Toronto
2 min

The bubble zone

Activist is in favour of pro-lifer pickets

ONE PLUS ONE. The Sue Careless case prompts one activist to connect the dots between abortion protests and the Butler porn decision. Credit: Jake Peters

Against the backdrop of the arrest of three rightwing journalists, Canada’s top civil libertarian wants the Ontario government to remove “bubble zones” from around abortion clinics.



The areas are 500-foot spaces in the front of abortion

clinics set up to protect patients and staff from protests by

pro-lifers.



“The zones are far too restrictive to freedom of expression,” says Canadian Civil Liberties Association general counsel Alan Borovoy, “especially in the way that the Ontario government first sought them.



“Five-hundred feet – that’s more than 50 yards or half a football field,” he adds. “[It] is too restrictive.”

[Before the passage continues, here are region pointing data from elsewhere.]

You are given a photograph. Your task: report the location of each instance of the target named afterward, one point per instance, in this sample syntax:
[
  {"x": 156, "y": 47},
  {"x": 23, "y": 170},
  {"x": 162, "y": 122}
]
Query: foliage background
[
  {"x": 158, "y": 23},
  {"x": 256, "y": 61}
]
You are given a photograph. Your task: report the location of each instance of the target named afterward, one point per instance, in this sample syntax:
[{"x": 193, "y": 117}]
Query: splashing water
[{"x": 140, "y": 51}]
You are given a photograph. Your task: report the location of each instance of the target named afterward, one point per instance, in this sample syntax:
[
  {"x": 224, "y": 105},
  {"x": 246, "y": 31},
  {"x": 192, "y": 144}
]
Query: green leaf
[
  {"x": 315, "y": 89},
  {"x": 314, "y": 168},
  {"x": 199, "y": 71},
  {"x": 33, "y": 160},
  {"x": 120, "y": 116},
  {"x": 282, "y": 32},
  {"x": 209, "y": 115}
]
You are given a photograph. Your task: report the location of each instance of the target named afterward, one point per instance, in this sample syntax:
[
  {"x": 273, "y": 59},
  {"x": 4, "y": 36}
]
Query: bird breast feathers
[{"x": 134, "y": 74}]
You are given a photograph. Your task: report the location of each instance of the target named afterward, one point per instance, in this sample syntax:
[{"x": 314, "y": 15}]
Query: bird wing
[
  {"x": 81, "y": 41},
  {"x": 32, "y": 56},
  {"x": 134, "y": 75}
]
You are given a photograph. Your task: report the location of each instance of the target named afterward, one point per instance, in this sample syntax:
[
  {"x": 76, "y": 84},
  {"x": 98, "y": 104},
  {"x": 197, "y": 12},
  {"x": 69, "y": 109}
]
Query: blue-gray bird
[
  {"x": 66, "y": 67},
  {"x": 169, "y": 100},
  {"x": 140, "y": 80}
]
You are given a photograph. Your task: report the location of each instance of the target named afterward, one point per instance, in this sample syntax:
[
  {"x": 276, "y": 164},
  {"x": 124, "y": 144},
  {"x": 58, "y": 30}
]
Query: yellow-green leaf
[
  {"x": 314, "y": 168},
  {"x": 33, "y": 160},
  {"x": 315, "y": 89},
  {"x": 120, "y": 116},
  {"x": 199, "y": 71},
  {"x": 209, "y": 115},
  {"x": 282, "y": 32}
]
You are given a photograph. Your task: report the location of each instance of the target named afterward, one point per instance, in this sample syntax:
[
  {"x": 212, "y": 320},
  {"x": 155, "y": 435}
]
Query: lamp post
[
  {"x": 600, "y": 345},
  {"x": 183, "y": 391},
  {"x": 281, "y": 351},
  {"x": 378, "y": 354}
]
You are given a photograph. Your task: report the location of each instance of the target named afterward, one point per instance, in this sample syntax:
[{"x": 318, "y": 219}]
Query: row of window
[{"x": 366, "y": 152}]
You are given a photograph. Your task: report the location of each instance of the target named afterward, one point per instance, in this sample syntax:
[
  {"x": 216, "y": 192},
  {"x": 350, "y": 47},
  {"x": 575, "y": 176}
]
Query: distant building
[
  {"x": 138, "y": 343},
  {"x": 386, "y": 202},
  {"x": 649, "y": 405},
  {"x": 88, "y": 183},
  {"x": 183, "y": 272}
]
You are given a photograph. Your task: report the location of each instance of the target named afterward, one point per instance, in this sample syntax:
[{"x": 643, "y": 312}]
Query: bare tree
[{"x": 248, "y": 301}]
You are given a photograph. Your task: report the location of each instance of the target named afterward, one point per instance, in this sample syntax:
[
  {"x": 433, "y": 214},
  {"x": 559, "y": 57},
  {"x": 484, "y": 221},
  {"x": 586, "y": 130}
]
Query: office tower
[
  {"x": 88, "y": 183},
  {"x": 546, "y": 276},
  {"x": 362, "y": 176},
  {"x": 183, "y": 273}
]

Journalist Sue Careless (the founder of the anti-gay CURE group) was recently charged with obstruction when she entered this zone while covering the arrest of anti-abortion protester Linda Gibbons at the Gerrard St Scott clinic.



Borovoy says he’s not surprised that what he calls a clumsy law is being challenged.



Put in place by a court injunction during the Bob Rae NDP government years, the bubble zones were in response to what was characterized as consistent harassment, physical obstruction and threats by pro-lifers. Borovoy and his fellow civil libertarians, while strongly supporting a woman’s right to choose, are strongly opposed to the bubble zones.



Borovoy is no stranger to controversy. The CCLA’s motto, “The freedom of no one is safe unless the freedom of everyone is safe,” reflects a difficult mission to preserve the freedom of all kinds of controversial groups.



He admits that on this issue, he is walking a fine line.



“We took the position that at health facilities, especially these ones

serving pregnant women, there will have to be additional protection than you might have ordinarily – but even considering that, [the bubble zones] are way too broad.”



Borovoy and the CCLA say Ontario should have challenged the protesters under existing laws against harassment and threats. He believes that they would work if properly enforced. He worries that the bubble zone will keep out much more than the intimidating and harassing protesters – as the Careless case has demonstrated.



“The pickets need to be close enough to make an impact, but not close enough to physically intimidate,” he argues. “Prosecute the lawbreakers, but don’t throw a ban on all picketing and demonstrations.”



“I think it’s critically important. You have to be able to see broad issues of principle, because despite your interest in specific circumstances, you can see how this kind of thing can come back to haunt you.”



He points to the infamous Butler Supreme Court Of Canada pornography case as an example of the need to maintain a broad perspective.



“A lot of mainstream feminists went against us on that one,” he

recalls, “but the first law upheld by this decision was against a

lesbian magazine. We asked them, ‘Why are you so surprised?’



“When you have fatally flawed legislation do not be surprised when vulnerable people become victim to it – that’s the way it happens in the real world.”